Per superare la trappola dell’autocompiacimento:

·      Sviluppa una pratica di indagine che metta in luce le ipotesi, i valori e le convinzioni insite nella discussione. Chiedi: “Quali ipotesi stiamo facendo?”. “Cosa non abbiamo ancora chiesto?”. “Cosa potrebbero vedere uno stakeholder esterno, un competitor o un cliente che non abbiamo ancora considerato?”.

·      Usa la tecnica dei “cinque perché” nelle discussioni. Quando qualcuno pone una domanda o solleva un problema, chiedi “perché” fino a quando non avrete individuato la causa principale o il livello più profondo del problema.
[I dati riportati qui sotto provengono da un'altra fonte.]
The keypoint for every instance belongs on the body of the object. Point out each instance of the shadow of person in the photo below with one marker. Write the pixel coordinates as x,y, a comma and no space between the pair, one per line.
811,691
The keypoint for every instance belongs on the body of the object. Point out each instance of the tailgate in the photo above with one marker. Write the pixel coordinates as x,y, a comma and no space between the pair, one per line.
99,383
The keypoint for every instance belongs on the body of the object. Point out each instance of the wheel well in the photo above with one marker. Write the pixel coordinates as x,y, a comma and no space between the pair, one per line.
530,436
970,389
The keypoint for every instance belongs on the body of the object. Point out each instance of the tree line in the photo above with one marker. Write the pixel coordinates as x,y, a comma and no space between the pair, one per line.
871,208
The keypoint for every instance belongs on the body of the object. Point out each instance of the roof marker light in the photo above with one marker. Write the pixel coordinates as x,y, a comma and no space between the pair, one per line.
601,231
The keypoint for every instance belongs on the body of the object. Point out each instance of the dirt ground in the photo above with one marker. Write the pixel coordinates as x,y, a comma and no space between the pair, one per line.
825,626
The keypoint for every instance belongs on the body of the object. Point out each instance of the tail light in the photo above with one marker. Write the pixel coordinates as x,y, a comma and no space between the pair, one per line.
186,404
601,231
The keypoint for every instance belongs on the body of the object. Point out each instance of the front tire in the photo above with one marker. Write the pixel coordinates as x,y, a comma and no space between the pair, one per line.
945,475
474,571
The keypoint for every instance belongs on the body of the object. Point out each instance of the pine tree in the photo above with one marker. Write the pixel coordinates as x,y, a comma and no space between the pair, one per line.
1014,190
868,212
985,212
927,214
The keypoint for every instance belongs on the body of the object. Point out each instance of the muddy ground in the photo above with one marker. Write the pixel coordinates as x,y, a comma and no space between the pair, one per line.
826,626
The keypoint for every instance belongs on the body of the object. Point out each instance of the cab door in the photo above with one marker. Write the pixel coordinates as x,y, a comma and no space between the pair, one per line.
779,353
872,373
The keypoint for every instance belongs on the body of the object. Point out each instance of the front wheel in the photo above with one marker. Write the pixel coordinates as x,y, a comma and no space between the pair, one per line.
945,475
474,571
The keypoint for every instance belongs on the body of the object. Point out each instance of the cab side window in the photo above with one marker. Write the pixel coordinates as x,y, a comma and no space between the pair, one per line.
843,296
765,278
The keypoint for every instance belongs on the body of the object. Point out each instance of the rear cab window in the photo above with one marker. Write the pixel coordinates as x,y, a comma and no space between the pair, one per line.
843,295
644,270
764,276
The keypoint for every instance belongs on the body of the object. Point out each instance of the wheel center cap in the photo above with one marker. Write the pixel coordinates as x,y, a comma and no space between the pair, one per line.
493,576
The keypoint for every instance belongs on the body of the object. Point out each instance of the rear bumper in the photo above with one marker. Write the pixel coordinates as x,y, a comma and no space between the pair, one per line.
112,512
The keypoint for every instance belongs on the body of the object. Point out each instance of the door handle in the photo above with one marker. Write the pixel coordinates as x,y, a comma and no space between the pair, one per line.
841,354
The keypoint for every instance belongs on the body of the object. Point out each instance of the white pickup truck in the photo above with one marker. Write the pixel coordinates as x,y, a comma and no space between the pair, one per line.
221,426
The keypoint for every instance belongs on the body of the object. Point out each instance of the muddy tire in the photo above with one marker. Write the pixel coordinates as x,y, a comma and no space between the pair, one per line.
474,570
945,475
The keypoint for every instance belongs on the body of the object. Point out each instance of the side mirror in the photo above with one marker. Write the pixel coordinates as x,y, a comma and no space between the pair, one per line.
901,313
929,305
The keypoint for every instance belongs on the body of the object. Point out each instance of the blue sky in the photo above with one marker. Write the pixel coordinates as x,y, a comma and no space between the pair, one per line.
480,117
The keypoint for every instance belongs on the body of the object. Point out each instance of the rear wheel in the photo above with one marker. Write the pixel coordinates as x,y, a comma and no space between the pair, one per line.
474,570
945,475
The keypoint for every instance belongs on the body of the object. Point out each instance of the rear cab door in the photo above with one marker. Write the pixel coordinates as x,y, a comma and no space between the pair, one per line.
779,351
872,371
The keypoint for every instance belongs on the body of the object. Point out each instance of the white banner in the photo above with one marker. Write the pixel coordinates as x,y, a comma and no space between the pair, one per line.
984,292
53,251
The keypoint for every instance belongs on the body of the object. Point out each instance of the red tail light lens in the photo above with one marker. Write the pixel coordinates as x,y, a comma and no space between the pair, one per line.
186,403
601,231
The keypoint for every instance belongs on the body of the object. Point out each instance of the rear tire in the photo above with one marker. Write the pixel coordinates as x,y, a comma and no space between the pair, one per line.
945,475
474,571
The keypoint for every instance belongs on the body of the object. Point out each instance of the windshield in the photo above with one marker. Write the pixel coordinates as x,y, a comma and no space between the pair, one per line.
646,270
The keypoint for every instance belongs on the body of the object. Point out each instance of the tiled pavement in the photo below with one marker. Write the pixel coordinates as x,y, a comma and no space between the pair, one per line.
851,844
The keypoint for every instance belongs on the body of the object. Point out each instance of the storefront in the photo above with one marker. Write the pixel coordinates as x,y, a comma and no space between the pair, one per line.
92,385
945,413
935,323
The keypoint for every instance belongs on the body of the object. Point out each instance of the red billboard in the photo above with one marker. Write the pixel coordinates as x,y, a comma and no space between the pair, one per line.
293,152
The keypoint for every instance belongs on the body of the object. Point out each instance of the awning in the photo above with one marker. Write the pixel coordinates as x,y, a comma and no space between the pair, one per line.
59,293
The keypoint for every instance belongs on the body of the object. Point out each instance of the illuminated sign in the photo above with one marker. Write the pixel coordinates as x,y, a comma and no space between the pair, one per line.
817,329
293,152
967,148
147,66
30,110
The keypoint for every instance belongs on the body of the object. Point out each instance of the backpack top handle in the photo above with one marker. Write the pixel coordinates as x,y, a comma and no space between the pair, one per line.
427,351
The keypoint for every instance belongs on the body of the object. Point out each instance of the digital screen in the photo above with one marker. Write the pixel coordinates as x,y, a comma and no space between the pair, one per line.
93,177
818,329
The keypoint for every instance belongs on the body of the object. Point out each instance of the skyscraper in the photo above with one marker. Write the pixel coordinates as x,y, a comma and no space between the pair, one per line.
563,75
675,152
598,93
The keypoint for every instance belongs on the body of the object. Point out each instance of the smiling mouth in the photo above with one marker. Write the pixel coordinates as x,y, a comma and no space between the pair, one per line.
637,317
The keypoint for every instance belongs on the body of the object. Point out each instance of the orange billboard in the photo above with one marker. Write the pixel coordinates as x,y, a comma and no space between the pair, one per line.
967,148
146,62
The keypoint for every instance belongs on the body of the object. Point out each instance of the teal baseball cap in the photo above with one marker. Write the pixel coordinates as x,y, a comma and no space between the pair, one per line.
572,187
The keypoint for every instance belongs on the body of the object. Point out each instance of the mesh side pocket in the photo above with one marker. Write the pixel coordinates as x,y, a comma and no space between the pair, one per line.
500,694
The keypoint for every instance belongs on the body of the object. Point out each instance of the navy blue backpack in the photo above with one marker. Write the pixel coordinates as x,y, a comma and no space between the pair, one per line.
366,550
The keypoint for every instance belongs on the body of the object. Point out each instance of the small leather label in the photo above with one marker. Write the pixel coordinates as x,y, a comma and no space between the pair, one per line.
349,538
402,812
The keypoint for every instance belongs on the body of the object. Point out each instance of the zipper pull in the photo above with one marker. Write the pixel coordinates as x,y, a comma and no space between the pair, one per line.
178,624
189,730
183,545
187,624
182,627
·      Condividi in modo proattivo ciò che stai imparando, in modo che l’autocompiacimento non diventi mai un’abitudine e che l’apprendimento continuo diventi un valore.

·      Sii presente. La compiacenza può essere un sintomo di distrazione, il risultato del multitasking e della disattenzione. Stacca il telefono quando parli con qualcuno. Se sei in riunione, fai domande. In questo modo aumenterai la presenza e la curiosità e, di conseguenza, dimostrerai agli altri che ciò che dicono e hanno da offrire è importante.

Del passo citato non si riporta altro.